この作品を風景画として成り立たせている要素は、川辺の土手と建物、木々の一部にすぎない。さらに地平線を暗示する土手は向かって右にやや下がっているため、左の建物周辺が前出し、左右の距離感はほぼ無くされている。
右の木々は、左の木々のような具体的な描写が行われず、色彩と筆触で暗示されるだけである。土手と水面が情景を暗示している程度で、空の面積は少なく画面の上から下まで同様の距離感で描かれている。そのため、画面の右の領域では、観客の前面に迫り拡がる空間と木々のイメージを感じさせる。

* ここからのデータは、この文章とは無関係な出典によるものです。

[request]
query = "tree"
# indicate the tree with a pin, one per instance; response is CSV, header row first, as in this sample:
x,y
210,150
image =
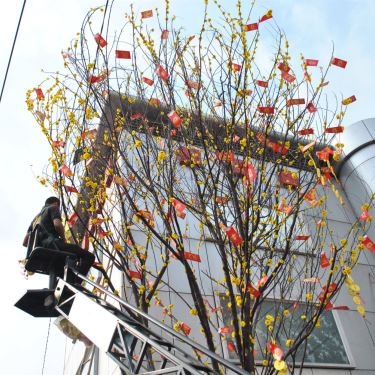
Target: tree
x,y
173,132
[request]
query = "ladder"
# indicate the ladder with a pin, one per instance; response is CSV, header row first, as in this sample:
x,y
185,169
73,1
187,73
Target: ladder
x,y
133,346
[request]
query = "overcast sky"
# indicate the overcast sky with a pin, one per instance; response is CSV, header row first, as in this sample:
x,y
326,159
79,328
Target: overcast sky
x,y
312,27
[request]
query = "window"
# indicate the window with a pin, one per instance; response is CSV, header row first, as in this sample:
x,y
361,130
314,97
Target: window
x,y
325,346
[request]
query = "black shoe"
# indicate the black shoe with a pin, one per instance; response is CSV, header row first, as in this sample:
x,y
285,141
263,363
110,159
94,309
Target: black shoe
x,y
49,301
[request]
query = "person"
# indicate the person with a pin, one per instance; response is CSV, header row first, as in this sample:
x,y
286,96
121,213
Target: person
x,y
51,235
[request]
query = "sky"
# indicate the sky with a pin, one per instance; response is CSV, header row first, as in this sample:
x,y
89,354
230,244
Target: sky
x,y
313,28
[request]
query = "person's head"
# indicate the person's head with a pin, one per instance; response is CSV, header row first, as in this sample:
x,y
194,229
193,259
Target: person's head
x,y
52,200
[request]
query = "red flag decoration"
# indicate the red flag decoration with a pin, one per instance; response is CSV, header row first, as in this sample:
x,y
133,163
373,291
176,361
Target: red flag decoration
x,y
311,108
136,116
179,208
122,54
39,93
233,236
225,330
193,85
365,216
295,102
134,274
302,237
154,101
249,172
100,40
236,67
338,62
284,67
253,291
261,83
226,157
164,34
191,256
266,110
65,170
324,154
370,245
58,144
324,261
147,14
148,81
185,329
161,73
311,62
287,77
266,16
96,79
334,130
251,27
174,118
306,131
349,100
89,134
73,219
71,189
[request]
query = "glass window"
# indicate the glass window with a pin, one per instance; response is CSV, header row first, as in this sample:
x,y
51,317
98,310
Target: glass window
x,y
324,346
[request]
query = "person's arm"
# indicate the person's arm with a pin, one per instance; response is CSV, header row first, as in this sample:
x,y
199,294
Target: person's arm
x,y
59,228
26,239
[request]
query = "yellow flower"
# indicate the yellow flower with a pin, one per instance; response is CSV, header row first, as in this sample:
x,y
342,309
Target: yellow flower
x,y
161,156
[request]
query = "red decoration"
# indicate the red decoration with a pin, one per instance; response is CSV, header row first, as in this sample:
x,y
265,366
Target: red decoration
x,y
266,16
191,256
161,73
134,274
65,170
287,77
302,237
233,236
334,130
73,219
225,330
39,93
262,83
100,40
71,189
324,261
338,62
311,62
370,245
236,67
266,110
185,329
89,134
311,108
295,102
324,154
251,27
122,54
148,81
58,144
164,34
349,100
224,156
306,131
146,14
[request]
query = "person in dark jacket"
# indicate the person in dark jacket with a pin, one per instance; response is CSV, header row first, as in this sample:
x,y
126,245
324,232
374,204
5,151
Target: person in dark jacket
x,y
51,234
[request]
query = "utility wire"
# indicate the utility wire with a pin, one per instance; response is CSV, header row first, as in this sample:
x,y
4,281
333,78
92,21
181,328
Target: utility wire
x,y
11,52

作品の筆触は、描写、マーキング、形の規定に分けられる。形の規定は、土手と建物、木々の一部であり、非常に少ない。大半はマーキング的な筆触で占められ、画面を意識し配置され、眼前の風景の存在を位置づける。筆触は、常に画面の強度を保つように施され、それに反する描写や図は極力廃されていく。土手が右にやや下がっていることも、画面の強度を高める。とはいえ、この作品の水面の表現は、薄く溶いた絵具で巧みに描かれ、大きな魅力となっている。また、向かって左の建物の周辺の風を含んだ描写も魅力的だが、深く描きこまれてはいない。
画面全体で見れば、縦横の動きをベースに筆触が配されている。色彩は、どちらかと言えば、何気なく選ばれた色彩が、画面の動きに合わせて配置される。描写は進まず、画面全体に生じる動きを全体的に統合させる方向に向かう。
セザンヌ自身は、常に実体を描くことに注力しているが、意識されないまま、筆触は画面の持つ性格を明らかにしつつ、強度を増すために施される。川辺の土手により、前景、中景、後景に分けられるが、中景の川辺の土手以外は、後景は空、前景は水面となり曖昧な表現にとどまる。色彩は、橙色と緑の対照で展開されるが、彩度・明度の低い緑と彩度の高い橙色と赤が画面のポイントに配され空間を統合させ、リズムを与える。

結果、風景画としては画面と情景が分裂の方向へ向かうが、画面の強度は筆触の統合によって高められ、作品は別の意味で視覚と物体の統合に向かう。その統合は意識されることはなく、筆触の連続により、形が曖昧になっていくと、形を規定するラインが施される。しかし、それ以上の描写には進まない。そのため、作品は完成しない、逆に完成させることを避けざるを得なくなるが、空間とイメージは統一され強化の方向は見失われない。

セザンヌは、マネと異なり、画面を見せるための物体は特別に描かれることはないが、そのために作品は分裂したまま、ある意味ではまとまりを欠き制作は中途となる。一方で、セザンヌは、画面に独自の空間的、感情的(感覚的といったほうが良い)なインパクト=表現を創出している。このセザンヌにおける画面の統合とインパクトが成熟するためには、キュビズムを間接的に通過し、ジャクソン・ポロックの出現を待つしかなかったのである。